Home

The Thinner Waist of the Interpreter

2017-01-26

(This is the update on source code size mentioned in the Blog TODO stack.)

In Analogies for ASDL, I counted lines of code in the osh front end prior to integrating ASDL. There were ~3500 lines in the lexer and parser, and ~1900 lines to represent the AST, for a total of ~5400 lines.

A few weeks ago, I counted again. As shown below, there are ~1000 fewer lines, and tokens.py and {expr,cmd,word}_node.py are gone. That is, there are no more hand-written AST nodes, and the basic Token type is now represented in ASDL.

# as of 12/16/2016            # as of 1/6/2017
$ ./count.sh parser           $ ./count.sh parser

Lexer/Parser                  Lexer/Parser
    77 osh/parse_lib.py           77 osh/parse_lib.py
   196 osh/arith_parse.py        167 osh/arith_parse.py
   291 osh/bool_parse.py         264 osh/bool_parse.py
   334 osh/lex.py                334 osh/lex.py
  1144 osh/word_parse.py         406 core/word.py
  1455 osh/cmd_parse.py         1096 osh/word_parse.py
  3497 total                    1442 osh/cmd_parse.py
                                3786 total

AST and IDs                   AST and IDs            
   80 core/tokens.py            129 osh/osh.asdl
   99 core/expr_node.py         456 core/id_kind.py
  441 core/id_kind.py           585 total           
  491 core/cmd_node.py        
  777 core/word_node.py       
 1888 total                   

TOTAL: 5385                   TOTAL: 4371

I'm not counting the ASDL implementation itself, which takes ~1800 lines of code. On the other hand, it also implements new features like the oheap encoding, C++ code generation and generic pretty printing.

Observations:

(1) There is a new core/word.py file. What used to be methods on the CompoundWord class are now free functions:

# OLD:
w.HasArrayPart()
w.AsFuncName()
w.AsArithVarName()
w.LooksLikeAssignment()

# NEW (word is a module, w is an object):
word.HasArrayPart(w)
word.AsFuncName(w)
word.AsArithVarName(w)
word.LooksLikeAssignment(w)

In other words, I've switched from and object-oriented style with methods to a functional style. This might seem like a step backward from the syntactic point of view, but I think that's a minor difference compared to the architectural advantages.

I've called the AST backbone of the interpreter. It's now represented by just 600 lines of code in core/id_kind.py and osh.asdl. Together, these two files form a concise description of every element of the language.

So now I think of them as thin waist of the interpreter. They divide the code cleanly between front end and back end. This helps in a few ways:

  1. It's easier to test and modify the code. The only output of the parser is the AST, and the inputs for the runtime are the AST and command line flags. There are no global variables.
  2. It's possible to avoid the work of parsing with oheap. This is important for bootstrapping oil in oil.

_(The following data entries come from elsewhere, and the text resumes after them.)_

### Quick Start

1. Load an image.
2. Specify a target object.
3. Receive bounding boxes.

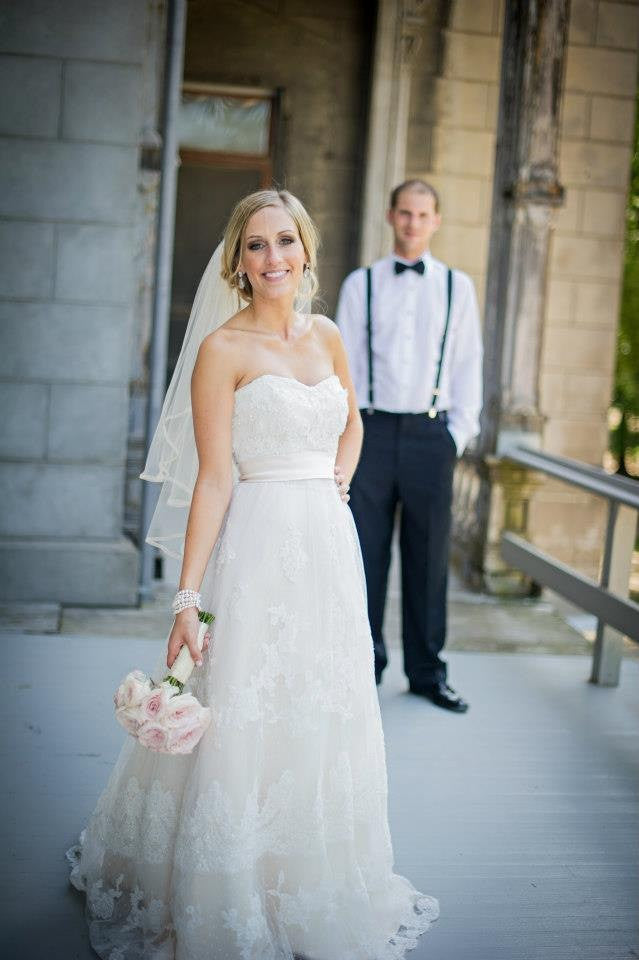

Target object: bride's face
[239,207,306,300]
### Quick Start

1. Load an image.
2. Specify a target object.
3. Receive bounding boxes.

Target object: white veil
[140,243,242,559]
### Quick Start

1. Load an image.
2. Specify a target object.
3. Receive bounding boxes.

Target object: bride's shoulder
[199,313,246,366]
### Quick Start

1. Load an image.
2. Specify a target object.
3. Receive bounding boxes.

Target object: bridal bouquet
[113,610,215,753]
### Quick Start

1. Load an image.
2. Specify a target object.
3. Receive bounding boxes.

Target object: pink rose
[162,693,202,729]
[138,720,166,753]
[113,670,152,708]
[115,707,140,736]
[140,687,169,720]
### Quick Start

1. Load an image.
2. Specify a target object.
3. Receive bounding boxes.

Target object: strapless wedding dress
[72,374,437,960]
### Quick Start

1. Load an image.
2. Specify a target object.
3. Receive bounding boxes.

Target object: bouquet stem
[164,610,215,693]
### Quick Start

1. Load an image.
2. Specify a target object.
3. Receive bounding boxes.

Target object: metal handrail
[501,444,639,510]
[501,445,639,686]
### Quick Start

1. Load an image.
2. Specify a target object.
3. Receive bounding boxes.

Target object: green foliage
[610,95,639,474]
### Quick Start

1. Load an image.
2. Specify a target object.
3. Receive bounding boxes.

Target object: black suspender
[428,267,453,420]
[366,267,373,413]
[366,267,453,420]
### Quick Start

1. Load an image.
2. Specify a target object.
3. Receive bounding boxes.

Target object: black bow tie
[395,260,426,277]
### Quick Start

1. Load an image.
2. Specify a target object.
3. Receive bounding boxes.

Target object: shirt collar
[387,250,434,277]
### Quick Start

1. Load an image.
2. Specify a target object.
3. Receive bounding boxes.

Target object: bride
[72,190,438,960]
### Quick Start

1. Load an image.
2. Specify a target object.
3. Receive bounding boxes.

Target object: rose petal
[137,721,167,752]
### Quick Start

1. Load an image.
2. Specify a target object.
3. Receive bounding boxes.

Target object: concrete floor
[0,635,639,960]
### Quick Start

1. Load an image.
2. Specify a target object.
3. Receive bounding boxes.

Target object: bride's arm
[166,331,236,667]
[330,322,364,501]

Of course, this is exactly the kind of modular architecture you would learn about in school. But "real programs" rarely have a clean architecture.

For example, I've spent significant time reading the source of various shells, including bash, which has ~150K lines of C code. Bash even has a great article in the AOSA book. But I would say that the architecture only covers a small portion of the program, and the portion that it covers is necessarily inaccurate.

In any case, bash cannot have this clean "thin waist" architecture, because it is not statically parsed. Execution and parsing are interleaved, and the same functions are called in both stages.

For example, issue 3 on Github is a head-scratcher. It's an undocumented case of parsing and evaluating code inside strings at runtime, without an explicit eval.

I should note that author Chet Ramey was refreshingly honest about the parser, and his article was part of the motivation for oil.

Overall Code Size

When I open-sourced the code, it had ~11,500 lines of code. After the 1000-line reduction above, and a few other cleanups, the code dipped below 10,000 lines!

$ ./count.sh all
...
   546 core/process.py
   786 core/completion.py
   843 core/cmd_exec.py
   876 core/word_eval.py
  1096 osh/word_parse.py
  1442 osh/cmd_parse.py
  9992 total

This doesn't mean that much, especially since I'm not counting ASDL. But I'd like to celebrate this as the last time the code will ever be so small. I like that you can describe (most of) a large language like bash in a small amount of code.

I've always agreed that Size is Code's Worst Enemy. I have strategies to avoid writing 50K or 100K lines of C++, including metaprogramming and bootstrapping oil in oil.

Conclusion

Using the model of algebraic data types in osh.asdl is powerful and concise.

I expect bootstrapping oil to be a future theme in the blog, although I'm also planning posts on central topic of the oil language design.

Right now, I'm working on automatically converting osh to oil, and it's working better than expected. I've also been in touch with the authors of four different alternative shells, and I hope to get design feedback from them.

Links

Kartik Agaram is working on the problem of conveying the global structure of programs. After puzzling through the source code of many shells (bash, dash, mksh, zsh), this idea resonates with me.

I'm looking to easily answer to questions like:

  1. What are the interaction points of the lexer and parser(s)? Shell is complicated, necessarily breaking out of the simple "lexer to parser" model you learn in school. For instance, entire subprograms are embedded in a string literals, like "abc: $(for i in a b c; do echo $i; done)".

  2. How are the parsers "reused" for interactive completion, or is knowledge of the language duplicated?

  3. How do they solve the "$PS2 problem"? This is the problem of interactive parsing: when the user hits enter, do you print >, waiting for more input, or do you try to parse and run the command, possibly getting a syntax error?